When is a play not a play?
When it’s a concert.
Because concerts have no plots, and plays have plots
That’s the argument some have made against the recent rise of so-called “Juke box musicals,” shows that are basically just a catalog of songs from a specific artist, time period, or style. Now, to be sure, there are good Juke box musicals and what separates those from bad jukebox musicals is, yes, a sense of plot, but also the presence of strong characters we actually care about. That’s something, I would argue, that is even more important than plot.
Which brings me to ‘The Andrews Brothers,’ now running at the Lucky Penny Community Arts Center in Napa.
Essentially a two act playlist of songs made popular by the 1940’s pop trio The Andrews Sisters, the show—directed with an obvious love of the Three Stooges by Barry Martin, Heather Buck and Scottie Woodard—would fail as a play were it not for the well-wrought character work of the cast.
It’s 1945, somewhere in the South Pacific, hours before a USO show featuring the famous Andrews Sisters. Three brothers, Max, Lawrence, and Patrick—all also named Andrews—are in a panic. They are the stagehands for the local USO unit, though they long for a chance to show off their own singing skills. The opening act, an American pin-up girl named Peggy Jones, needs three male backup singers, and the boys have boldly decided that they will do the job, if they don’t get fired first.
Matt Davis, Scottie Woodard, and Adam Blankenship are charming as the bumbling brothers, and as Peggy, Andrea Dennison-Laufer, is the perfect blend of bombshell and sweetheart.
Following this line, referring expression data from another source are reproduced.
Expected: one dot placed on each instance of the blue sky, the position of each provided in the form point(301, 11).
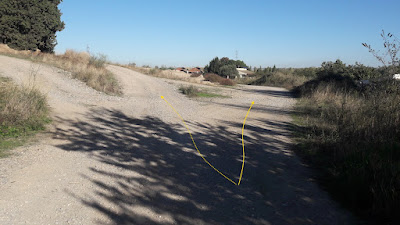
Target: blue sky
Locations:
point(264, 33)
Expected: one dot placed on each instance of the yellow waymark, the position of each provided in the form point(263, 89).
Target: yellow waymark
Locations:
point(201, 155)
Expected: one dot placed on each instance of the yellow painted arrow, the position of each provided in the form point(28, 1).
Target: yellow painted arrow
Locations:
point(201, 155)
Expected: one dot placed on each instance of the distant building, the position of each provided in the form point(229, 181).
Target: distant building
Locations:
point(195, 70)
point(243, 72)
point(183, 69)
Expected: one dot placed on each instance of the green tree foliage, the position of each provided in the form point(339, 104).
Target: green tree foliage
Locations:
point(30, 24)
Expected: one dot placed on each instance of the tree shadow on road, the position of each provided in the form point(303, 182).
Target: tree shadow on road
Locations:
point(155, 175)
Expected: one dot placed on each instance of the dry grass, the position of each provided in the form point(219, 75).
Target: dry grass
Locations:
point(279, 79)
point(218, 79)
point(353, 136)
point(168, 74)
point(22, 110)
point(87, 68)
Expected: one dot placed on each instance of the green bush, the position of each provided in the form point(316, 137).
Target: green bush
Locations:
point(228, 71)
point(30, 25)
point(98, 61)
point(217, 79)
point(190, 91)
point(352, 136)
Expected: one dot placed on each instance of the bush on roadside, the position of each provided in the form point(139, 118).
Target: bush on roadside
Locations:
point(352, 135)
point(83, 66)
point(212, 77)
point(190, 91)
point(22, 109)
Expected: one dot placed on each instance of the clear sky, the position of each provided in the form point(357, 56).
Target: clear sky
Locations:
point(294, 33)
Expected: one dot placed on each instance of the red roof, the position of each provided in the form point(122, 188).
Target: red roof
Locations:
point(194, 70)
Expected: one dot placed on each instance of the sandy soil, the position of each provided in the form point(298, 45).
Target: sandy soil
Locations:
point(129, 159)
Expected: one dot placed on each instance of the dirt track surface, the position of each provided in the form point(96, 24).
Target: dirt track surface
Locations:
point(129, 159)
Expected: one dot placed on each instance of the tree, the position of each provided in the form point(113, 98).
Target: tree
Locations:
point(389, 58)
point(30, 24)
point(214, 66)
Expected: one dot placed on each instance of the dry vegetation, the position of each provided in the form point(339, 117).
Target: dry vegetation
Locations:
point(351, 135)
point(177, 75)
point(87, 68)
point(22, 111)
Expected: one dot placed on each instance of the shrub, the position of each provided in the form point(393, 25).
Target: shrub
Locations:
point(190, 91)
point(217, 79)
point(227, 82)
point(83, 66)
point(228, 70)
point(98, 61)
point(22, 109)
point(212, 77)
point(352, 135)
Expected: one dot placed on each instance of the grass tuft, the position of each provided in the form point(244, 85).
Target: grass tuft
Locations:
point(23, 111)
point(83, 66)
point(192, 91)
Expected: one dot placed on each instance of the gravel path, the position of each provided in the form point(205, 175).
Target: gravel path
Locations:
point(129, 159)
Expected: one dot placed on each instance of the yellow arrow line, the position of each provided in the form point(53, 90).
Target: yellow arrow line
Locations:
point(201, 155)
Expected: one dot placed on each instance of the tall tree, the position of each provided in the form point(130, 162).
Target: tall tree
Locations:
point(30, 24)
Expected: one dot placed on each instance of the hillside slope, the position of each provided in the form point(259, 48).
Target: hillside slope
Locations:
point(129, 159)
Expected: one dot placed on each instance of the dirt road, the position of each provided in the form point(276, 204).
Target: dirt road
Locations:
point(129, 159)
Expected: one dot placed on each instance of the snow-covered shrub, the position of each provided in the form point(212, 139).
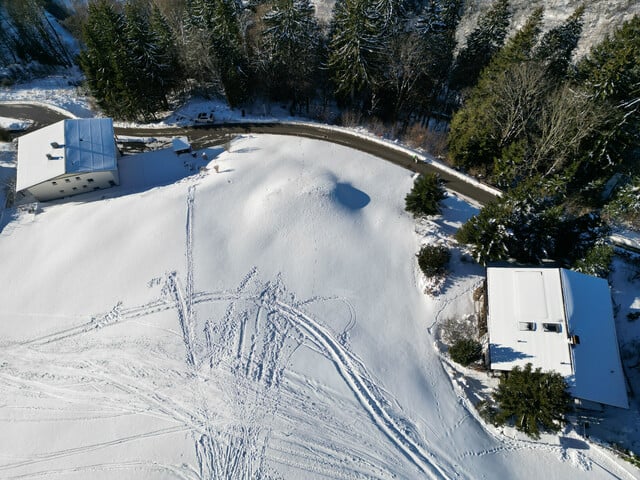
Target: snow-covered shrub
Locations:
point(625, 206)
point(454, 329)
point(424, 198)
point(433, 260)
point(597, 261)
point(465, 351)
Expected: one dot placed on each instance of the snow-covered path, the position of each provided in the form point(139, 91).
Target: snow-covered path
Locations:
point(263, 322)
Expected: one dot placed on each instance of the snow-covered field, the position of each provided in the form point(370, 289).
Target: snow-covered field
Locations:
point(266, 321)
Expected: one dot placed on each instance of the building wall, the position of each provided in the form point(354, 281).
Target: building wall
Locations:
point(74, 184)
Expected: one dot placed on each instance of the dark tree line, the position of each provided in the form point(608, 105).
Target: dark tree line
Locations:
point(27, 36)
point(384, 58)
point(525, 114)
point(552, 133)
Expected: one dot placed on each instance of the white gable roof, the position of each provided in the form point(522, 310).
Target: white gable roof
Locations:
point(67, 147)
point(521, 303)
point(533, 314)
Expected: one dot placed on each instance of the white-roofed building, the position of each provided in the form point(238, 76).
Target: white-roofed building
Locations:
point(557, 320)
point(67, 158)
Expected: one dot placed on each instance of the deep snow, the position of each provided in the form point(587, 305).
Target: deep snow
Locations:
point(264, 321)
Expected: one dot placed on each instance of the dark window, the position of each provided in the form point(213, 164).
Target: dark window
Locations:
point(551, 327)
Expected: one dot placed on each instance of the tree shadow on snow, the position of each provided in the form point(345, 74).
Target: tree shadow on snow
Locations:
point(350, 197)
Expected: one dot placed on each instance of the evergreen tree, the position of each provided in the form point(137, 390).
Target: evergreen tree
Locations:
point(359, 44)
point(611, 72)
point(436, 31)
point(213, 29)
point(501, 109)
point(557, 45)
point(524, 224)
point(532, 399)
point(424, 198)
point(482, 44)
point(292, 38)
point(129, 61)
point(102, 59)
point(28, 36)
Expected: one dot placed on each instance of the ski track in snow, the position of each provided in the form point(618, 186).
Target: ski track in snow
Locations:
point(234, 385)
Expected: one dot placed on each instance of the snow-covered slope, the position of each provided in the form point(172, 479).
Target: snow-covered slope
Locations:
point(600, 17)
point(260, 322)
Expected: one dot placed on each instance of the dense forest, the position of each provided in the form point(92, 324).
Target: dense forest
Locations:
point(559, 134)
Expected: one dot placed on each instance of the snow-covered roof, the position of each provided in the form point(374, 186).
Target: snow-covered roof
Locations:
point(67, 147)
point(522, 302)
point(538, 316)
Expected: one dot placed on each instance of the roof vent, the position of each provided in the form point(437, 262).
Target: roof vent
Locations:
point(527, 326)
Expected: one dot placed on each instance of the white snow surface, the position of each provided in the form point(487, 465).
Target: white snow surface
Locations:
point(14, 124)
point(265, 321)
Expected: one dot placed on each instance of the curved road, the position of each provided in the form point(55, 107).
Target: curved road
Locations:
point(201, 136)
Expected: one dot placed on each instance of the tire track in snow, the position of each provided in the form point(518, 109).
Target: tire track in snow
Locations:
point(359, 382)
point(45, 457)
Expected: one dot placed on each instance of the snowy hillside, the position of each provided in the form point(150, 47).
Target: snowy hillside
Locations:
point(600, 18)
point(262, 322)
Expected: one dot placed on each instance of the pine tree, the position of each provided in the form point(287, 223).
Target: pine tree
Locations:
point(425, 196)
point(291, 38)
point(557, 45)
point(213, 27)
point(102, 59)
point(482, 44)
point(436, 28)
point(524, 224)
point(532, 399)
point(611, 72)
point(501, 109)
point(129, 61)
point(359, 45)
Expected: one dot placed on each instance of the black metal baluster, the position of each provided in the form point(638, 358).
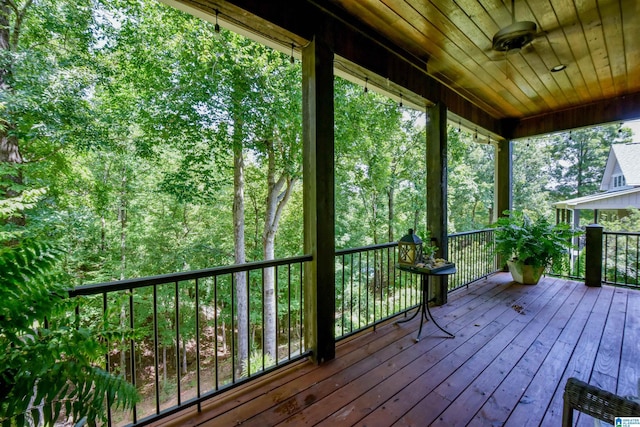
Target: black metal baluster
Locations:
point(155, 345)
point(233, 334)
point(108, 361)
point(289, 310)
point(198, 380)
point(132, 352)
point(277, 319)
point(177, 323)
point(215, 327)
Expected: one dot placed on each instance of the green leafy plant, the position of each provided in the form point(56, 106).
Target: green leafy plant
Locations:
point(535, 242)
point(48, 362)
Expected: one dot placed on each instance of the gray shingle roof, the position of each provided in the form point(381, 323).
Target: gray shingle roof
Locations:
point(628, 156)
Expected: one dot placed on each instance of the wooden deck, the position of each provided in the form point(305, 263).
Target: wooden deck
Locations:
point(514, 349)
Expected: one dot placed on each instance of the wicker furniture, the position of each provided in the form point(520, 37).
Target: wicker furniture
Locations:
point(595, 402)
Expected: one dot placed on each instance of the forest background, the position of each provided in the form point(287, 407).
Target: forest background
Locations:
point(139, 140)
point(124, 122)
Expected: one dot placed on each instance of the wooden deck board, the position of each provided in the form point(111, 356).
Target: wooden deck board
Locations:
point(514, 349)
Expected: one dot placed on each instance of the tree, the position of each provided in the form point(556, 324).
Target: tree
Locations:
point(578, 159)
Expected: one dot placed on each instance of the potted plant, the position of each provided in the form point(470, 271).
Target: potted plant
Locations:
point(531, 245)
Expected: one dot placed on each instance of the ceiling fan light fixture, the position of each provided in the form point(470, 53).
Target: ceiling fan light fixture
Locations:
point(514, 36)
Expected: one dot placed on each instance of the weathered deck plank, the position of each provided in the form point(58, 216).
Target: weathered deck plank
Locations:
point(515, 346)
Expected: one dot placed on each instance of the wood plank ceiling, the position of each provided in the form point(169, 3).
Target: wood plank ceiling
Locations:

She not only does not have the brothers fired, she forms an instant crush on one of them. The first act is the rehearsal, as the foursome sing their way through wartime hits like Rosie the Riveter, Cuanto Le Gusta, On a Slow Boat to China, and Accentuate the Positive. Just when it looks like the boys might learn the steps in time to open for the Andrews Sisters, they learn that the main act has the chicken pox, and the show is canceled.
Which is when Peggy decides to dress up the Andrews Brothers AS the Andrews Sisters. And what happens next is the second act, a USO drag show, with outrageous physical comedy, accented by songs from the Andrews Sisters greatest hits, from Shoo Shoo Baby and Three Little Sisters to Six Jerks in a Jeep, At the Canteen, and Stuff Like that There.
That’s the plot, such as it is.
And it works, especially in the second act, where so much giddy goofiness is rolled out, and where the cast is having so much obvious fun, it can’t help but be contagious.
The set by Brian Watson is simple but effective, and includes some delightful roll-out embellishments, the costumes by Barbara McFadden are fabulous, and the lighting design by April George is crisp and clean. The band, under the direction of Craig Burdette, keep things popping, and with a total of 25 songs to accompany in under two hours, they certainly work hard in their tiny crawlspace above the stage.
The Andrews Brothers might not be much of a play, and lets face it, doesn’t really tell all that much of a story, but it does have characters we instantly root for, and that’s plenty to carry the playlist through to the final, surprisingly satisfying, song.
The Andrews Brothers runs through May 1st at Lucky Penny Community Arts Center in Napa. Luckypennynapa.com
I’m David Templeton, Second Row Center, for KRCB.